The cosine addition formula is a powerful tool in trigonometry. This formula allows us to simplify expressions that involve the cosine and sine functions into a single cosine function. The general form of the cosine addition formula is:

• \( \cos(a + b) = \cos(a)\cos(b) - \sin(a)\sin(b) \)

This formula is particularly useful when dealing with angles that are sums or differences, such as the expression given. By recognizing parts of the formula in the problem, we can transform complex expressions into simpler ones. This conversion is often the first step in solving trigonometric problems, as it sets the stage for further simplification and finding exact values.

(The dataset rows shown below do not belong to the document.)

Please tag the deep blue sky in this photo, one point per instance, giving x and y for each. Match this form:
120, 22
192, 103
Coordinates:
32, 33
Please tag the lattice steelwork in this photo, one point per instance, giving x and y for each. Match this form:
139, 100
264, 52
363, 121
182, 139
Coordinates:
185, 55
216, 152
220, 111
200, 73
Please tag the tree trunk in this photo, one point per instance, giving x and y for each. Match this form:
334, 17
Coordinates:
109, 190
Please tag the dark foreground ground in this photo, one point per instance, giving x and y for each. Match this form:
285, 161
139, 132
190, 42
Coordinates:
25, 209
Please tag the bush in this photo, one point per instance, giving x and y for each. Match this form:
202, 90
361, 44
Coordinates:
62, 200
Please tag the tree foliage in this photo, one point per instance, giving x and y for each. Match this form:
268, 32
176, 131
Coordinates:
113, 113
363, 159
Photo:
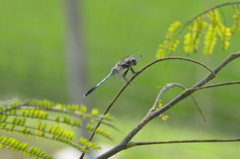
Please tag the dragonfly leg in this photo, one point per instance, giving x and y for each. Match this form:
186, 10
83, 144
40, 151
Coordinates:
124, 75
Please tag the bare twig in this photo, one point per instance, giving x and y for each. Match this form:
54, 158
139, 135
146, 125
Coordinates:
152, 114
134, 76
133, 144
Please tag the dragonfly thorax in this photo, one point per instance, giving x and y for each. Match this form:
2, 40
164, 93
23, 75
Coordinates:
134, 61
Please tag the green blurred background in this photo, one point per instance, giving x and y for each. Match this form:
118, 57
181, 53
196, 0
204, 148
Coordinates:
37, 60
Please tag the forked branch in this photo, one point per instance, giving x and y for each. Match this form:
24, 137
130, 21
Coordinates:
155, 113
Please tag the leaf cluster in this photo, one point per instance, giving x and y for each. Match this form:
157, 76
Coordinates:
36, 119
209, 25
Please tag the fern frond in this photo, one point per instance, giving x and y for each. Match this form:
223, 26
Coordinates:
15, 145
14, 117
236, 25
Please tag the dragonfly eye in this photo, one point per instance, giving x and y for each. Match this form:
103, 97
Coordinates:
134, 61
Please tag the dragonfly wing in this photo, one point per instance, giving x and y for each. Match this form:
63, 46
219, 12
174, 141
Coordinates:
125, 59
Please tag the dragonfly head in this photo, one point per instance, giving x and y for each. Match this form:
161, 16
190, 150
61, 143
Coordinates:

In our example, we initially deal with the angles \( \frac{13 \pi}{15} \) and \( -\frac{\pi}{5} \). To simplify expressions involving angles, it's essential to bring them to a common denominator. This ensures that the arithmetic operations are straightforward and precise.

• Convert \( -\frac{\pi}{5} \) to \( -\frac{3\pi}{15} \)
• Perform the addition: \( \frac{13\pi}{15} - \frac{3\pi}{15} \)
• Obtain \( \frac{10\pi}{15} \), which simplifies to \( \frac{2\pi}{3} \)

By getting the expression to \( \frac{2\pi}{3} \), we are closer to finding exact trigonometric values. Simplifying angles aids in making complex trigonometric problems more manageable, allowing further application of trigonometric identities and formulas.

Exact trigonometric values are essential when evaluating expressions, especially when working with special angles on the unit circle. After simplifying the initial expression using the cosine addition formula and simplifying the angle, we need to find the exact value for \( \cos \left( \frac{2\pi}{3} \right) \).

• Refer to the unit circle: \( \frac{2\pi}{3} \) lies in the second quadrant.
• In the second quadrant, cosine values are negative.
• The reference angle for \( \frac{2\pi}{3} \) is \( \pi/3 \) with cosine value of \( \frac{1}{2} \).
• Thus, \( \cos \left( \frac{2\pi}{3} \right) = -\frac{1}{2} \).

Being familiar with the unit circle can greatly simplify the process of evaluating these functions. Knowing which quadrants the angles lie in, and their corresponding trigonometric values, allows for quick and accurate calculations.